Все эти бредни произносились и записывались с абсолютной серьёзностью, и негодяй Баранов, повторяя свои выдумки, толкал своих друзей под пули палача. Впрочем, туда же их толкал и начальник 2-го отделения Отдела по спецделам Николай Подбело.
И снова, в который уже раз начались расспросы Баранова о событиях вечера 12 июля, и тот поделился очередным вариантом своих воспоминаний. На этот раз Сергей вдруг стал очень точен в мелочах. Он припомнил, что пришёл во двор дома Василия Кузнецова около 21 часа, никого из друзей там не застал и улегся спать под голубятней, то есть на первом этаже этой клетушки. Между 23 и 24 часами появились Кузнецов и Мерзляков, с собою они имели четверть литра белого вина и четверть красного, а также 200 граммов голландского сыра и полкило белого хлеба. Во двор вышел отец Кузнецова и присоединился к трём друзьям. Честно говоря, довольно сложно представить посиделки компании в составе четырёх мужчин с таким смешным количеством спиртного – буквально по стакану белого и красного вина! – но из песни слов не выкинешь. Именно о такой «пьянке» рассказывал Сергей Баранов. Вчетвером они просидели некоторое время, после чего отец Кузнецова вернулся в дом, а Василий и Анатолий Мерзляков куда-то ушли.
Далее начался детектив в худших традициях «Графа Монте-Кристо». Вот дословная цитата из показаний Баранова: «Они вернулись домой примерно в час ночи 13/VII-38… когда они стояли у голубятни, то Мерзляков и Кузнецов говорили, что о совершённом сегодня убийстве ребёнка говорить Баранову не нужно, потому что Баранов является ненадёжный и он может разболтать каждому». То, что товарищ Подбело не мог связать падежных окончаний и построить согласованную фразу, ему простить можно, в конце концов, косноязычные титаны мысли тех лет допускали и не такие описки. Но вот то, что работник прокуратуры позволил лгуну, уже оклеветавшему однажды своего товарища, начинать городить бредни с участием другого человека – это уже непростительно.
Два месяца Баранов не мог вспомнить о том, что в ночь убийства где-то рядом находился некий Толик Мерзляков, и тут – на тебе! – вдруг чудесным образом ощутил улучшение памяти! Появление в воспоминаниях таких деталей всегда недостоверно и требует от допрашивающего максимально скептического восприятия, но Николай Подбело, судя по всему, подобных азов не знал.
Вместо того чтобы самым тщательным образом разобраться с подозрительным феноменом улучшения памяти обвиняемого, работник прокуратуры клюнул на очередной вброс Баранова. И закрутилась следственная феерия. «Почему вы не заявили о том, что Кузнецов и Мерзляков совершили убийство?» – спрашивает под запись в протокол Подбело. «Потому, что они меня запугали,» – отвечает Баранов, – «сказали: если только ты заявишь о том, что мы совершили убийство, то мы тебя убьём».

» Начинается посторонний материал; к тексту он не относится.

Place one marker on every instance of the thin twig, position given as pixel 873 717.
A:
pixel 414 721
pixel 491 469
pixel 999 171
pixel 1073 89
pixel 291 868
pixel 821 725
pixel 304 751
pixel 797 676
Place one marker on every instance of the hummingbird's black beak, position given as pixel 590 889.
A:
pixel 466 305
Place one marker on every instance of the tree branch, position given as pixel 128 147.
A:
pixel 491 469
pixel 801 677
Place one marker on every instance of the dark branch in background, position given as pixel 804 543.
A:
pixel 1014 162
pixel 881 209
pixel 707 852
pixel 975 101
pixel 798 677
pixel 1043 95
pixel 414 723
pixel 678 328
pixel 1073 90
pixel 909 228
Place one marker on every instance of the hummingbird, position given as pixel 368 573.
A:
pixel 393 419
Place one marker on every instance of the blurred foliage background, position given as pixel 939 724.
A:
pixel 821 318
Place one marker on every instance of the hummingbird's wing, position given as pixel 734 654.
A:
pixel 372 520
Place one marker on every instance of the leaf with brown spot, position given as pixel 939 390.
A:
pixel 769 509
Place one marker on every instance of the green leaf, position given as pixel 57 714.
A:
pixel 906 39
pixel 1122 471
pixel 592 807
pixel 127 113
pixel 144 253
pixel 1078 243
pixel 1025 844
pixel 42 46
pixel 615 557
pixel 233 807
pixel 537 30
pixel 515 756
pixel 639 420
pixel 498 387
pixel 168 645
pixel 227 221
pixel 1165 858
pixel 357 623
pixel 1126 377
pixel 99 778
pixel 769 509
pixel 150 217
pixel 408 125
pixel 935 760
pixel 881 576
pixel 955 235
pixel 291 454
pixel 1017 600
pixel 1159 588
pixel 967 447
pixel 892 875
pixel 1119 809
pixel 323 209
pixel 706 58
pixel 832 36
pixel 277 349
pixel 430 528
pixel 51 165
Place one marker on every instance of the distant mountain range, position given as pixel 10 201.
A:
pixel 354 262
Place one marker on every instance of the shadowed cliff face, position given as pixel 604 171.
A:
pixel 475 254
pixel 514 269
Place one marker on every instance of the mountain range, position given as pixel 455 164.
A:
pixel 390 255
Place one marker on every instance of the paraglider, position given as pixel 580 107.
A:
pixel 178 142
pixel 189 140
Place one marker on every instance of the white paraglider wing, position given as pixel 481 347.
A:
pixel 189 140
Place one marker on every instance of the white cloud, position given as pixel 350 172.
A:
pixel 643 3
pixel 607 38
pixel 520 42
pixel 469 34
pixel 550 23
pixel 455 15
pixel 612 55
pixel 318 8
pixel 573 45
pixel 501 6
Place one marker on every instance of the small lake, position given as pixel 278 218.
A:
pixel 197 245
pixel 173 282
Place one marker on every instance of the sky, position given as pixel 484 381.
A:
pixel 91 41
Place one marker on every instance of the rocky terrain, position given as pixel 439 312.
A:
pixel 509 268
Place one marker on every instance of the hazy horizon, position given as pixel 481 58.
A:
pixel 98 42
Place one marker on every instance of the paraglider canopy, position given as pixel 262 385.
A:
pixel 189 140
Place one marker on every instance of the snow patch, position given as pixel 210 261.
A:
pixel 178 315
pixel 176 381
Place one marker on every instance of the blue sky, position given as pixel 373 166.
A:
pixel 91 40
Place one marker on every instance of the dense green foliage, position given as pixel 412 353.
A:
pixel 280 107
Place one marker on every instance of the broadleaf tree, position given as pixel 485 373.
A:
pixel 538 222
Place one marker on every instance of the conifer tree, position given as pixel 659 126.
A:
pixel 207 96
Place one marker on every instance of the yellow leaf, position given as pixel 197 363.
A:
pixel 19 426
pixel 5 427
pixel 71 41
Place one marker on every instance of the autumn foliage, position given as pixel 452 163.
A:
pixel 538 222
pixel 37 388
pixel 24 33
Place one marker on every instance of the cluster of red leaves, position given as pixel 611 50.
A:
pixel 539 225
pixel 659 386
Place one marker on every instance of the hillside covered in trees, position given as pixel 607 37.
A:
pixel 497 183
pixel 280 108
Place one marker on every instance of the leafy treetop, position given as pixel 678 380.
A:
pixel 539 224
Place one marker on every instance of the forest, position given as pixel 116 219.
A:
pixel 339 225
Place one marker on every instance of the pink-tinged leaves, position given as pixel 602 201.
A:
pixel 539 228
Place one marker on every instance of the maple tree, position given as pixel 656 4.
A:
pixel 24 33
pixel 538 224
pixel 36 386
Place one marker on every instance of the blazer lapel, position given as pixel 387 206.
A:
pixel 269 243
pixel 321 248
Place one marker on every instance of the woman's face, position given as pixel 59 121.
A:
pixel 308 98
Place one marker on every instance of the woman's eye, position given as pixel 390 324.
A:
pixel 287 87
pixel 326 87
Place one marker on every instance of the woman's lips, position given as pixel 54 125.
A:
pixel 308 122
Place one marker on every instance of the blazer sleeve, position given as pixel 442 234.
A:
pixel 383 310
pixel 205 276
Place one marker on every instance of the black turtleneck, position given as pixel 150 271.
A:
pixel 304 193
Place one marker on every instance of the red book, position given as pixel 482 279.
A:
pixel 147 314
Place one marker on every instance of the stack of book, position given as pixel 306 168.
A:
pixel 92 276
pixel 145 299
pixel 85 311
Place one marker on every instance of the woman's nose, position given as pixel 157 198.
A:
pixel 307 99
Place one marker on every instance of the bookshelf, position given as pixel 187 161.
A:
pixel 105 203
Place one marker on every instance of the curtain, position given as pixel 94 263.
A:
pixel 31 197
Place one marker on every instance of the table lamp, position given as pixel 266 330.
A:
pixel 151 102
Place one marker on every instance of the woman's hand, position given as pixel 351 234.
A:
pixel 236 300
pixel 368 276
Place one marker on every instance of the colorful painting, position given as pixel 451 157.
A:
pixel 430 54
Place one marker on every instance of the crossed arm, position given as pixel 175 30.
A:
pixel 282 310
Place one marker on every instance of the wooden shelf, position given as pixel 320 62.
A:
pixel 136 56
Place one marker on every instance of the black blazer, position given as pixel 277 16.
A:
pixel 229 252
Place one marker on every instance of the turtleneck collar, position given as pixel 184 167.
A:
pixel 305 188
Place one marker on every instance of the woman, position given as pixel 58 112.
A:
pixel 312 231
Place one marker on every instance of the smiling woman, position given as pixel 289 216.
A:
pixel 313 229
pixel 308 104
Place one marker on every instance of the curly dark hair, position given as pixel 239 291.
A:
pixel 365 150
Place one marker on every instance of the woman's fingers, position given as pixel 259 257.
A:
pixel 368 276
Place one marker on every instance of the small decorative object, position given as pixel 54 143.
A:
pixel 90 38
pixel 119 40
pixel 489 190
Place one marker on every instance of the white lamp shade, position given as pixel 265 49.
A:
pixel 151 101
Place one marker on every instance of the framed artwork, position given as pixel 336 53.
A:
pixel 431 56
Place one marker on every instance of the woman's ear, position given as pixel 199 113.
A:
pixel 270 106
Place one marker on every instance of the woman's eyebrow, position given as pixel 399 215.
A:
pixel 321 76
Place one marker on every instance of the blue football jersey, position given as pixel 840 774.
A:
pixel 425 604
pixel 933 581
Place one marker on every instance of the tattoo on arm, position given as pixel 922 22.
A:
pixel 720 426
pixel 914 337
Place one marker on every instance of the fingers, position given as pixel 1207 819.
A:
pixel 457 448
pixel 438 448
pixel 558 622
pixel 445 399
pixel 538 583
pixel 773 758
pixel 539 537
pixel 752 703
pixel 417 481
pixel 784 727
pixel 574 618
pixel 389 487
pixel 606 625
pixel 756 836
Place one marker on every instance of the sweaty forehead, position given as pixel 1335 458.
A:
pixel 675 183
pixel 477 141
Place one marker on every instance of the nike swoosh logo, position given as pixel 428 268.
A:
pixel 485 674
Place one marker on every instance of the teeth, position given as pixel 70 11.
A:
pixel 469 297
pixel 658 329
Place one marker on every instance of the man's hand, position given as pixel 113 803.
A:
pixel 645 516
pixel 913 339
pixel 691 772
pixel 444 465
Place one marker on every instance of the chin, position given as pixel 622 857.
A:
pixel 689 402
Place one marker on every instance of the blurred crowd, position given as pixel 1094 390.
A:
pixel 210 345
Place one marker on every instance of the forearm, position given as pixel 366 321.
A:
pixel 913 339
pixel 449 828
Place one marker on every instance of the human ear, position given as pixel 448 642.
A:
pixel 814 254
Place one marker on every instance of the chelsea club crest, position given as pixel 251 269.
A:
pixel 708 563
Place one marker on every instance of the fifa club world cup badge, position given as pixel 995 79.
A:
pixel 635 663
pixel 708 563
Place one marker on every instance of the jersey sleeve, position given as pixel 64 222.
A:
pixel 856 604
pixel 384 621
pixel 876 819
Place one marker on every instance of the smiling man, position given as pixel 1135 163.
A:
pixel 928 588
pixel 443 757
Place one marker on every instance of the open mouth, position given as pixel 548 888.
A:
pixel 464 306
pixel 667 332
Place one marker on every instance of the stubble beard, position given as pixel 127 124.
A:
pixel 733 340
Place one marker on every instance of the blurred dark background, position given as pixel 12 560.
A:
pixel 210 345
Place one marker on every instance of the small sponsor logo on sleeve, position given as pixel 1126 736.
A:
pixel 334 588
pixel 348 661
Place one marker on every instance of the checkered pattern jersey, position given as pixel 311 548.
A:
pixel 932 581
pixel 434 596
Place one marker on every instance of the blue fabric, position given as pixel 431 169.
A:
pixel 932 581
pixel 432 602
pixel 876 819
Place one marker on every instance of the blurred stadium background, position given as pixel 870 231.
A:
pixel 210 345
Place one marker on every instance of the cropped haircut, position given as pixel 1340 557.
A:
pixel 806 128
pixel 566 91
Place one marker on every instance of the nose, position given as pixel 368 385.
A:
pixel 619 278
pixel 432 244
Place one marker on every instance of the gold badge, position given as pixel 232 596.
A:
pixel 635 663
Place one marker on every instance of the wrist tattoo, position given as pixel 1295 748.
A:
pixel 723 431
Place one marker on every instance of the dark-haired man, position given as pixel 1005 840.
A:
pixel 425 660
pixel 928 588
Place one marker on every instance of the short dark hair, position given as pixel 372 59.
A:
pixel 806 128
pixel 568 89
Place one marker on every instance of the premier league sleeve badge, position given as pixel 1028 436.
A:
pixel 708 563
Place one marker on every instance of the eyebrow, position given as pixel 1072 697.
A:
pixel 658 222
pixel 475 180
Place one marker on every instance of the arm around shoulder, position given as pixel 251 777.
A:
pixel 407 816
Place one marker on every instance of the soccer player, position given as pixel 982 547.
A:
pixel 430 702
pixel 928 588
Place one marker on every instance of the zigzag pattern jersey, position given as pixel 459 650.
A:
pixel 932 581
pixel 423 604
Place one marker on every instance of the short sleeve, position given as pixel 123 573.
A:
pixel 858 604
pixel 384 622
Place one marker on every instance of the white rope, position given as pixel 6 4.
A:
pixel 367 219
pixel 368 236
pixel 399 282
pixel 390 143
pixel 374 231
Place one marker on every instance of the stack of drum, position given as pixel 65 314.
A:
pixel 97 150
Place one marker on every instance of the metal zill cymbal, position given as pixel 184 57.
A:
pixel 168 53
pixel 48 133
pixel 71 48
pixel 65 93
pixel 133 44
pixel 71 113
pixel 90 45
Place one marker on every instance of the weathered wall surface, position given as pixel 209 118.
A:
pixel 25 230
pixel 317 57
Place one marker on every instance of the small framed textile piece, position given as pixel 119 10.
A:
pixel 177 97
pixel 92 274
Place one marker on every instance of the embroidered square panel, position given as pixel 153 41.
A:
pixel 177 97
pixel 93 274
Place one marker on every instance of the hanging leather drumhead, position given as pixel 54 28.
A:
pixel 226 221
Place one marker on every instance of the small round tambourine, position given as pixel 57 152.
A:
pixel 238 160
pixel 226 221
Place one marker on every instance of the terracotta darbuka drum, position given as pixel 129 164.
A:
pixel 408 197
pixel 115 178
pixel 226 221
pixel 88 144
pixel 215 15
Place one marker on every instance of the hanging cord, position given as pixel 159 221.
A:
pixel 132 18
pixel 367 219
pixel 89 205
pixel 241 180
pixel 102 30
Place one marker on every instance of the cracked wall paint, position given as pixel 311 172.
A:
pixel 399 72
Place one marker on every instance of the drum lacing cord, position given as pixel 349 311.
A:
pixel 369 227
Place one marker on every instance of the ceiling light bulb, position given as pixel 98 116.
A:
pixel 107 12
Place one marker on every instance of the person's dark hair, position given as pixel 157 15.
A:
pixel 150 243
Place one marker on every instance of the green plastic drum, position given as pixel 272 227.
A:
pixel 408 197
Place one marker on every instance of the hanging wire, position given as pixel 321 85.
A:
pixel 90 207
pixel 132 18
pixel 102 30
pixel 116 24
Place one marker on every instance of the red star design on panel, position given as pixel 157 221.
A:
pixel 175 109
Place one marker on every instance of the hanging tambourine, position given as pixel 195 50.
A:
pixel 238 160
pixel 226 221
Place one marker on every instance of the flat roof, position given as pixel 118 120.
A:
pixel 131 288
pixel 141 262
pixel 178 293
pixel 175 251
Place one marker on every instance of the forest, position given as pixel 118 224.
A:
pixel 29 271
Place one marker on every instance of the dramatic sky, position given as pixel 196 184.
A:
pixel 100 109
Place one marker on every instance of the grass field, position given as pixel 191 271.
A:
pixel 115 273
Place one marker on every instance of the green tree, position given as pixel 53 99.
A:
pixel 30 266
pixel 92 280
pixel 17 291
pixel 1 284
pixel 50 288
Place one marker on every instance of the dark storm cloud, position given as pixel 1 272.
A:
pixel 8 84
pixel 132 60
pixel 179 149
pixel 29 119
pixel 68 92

Объективности ради надо признать, что прокурор Подбело в конце концов почувствовал вздорность утверждений Баранова и закончил допрос следующим примечательным резюме (грамматика и стилистика оригинала сохранена): «Вы, Баранов, говорите неправду следствию вы в троём совершали убийство, когда вы находились в заключении, то вас ни кто не угрожал нанесением побоев или другие действия, а всетаки вы признались, что убийство девочки Грибановой совершали вместе, поэтому вам необходимо дать показания, соответствующие действительности». Призыв сам по себе был неплох, но, как увидим из последующих событий, он скорее был адресован самому прокурору, нежели подследственному.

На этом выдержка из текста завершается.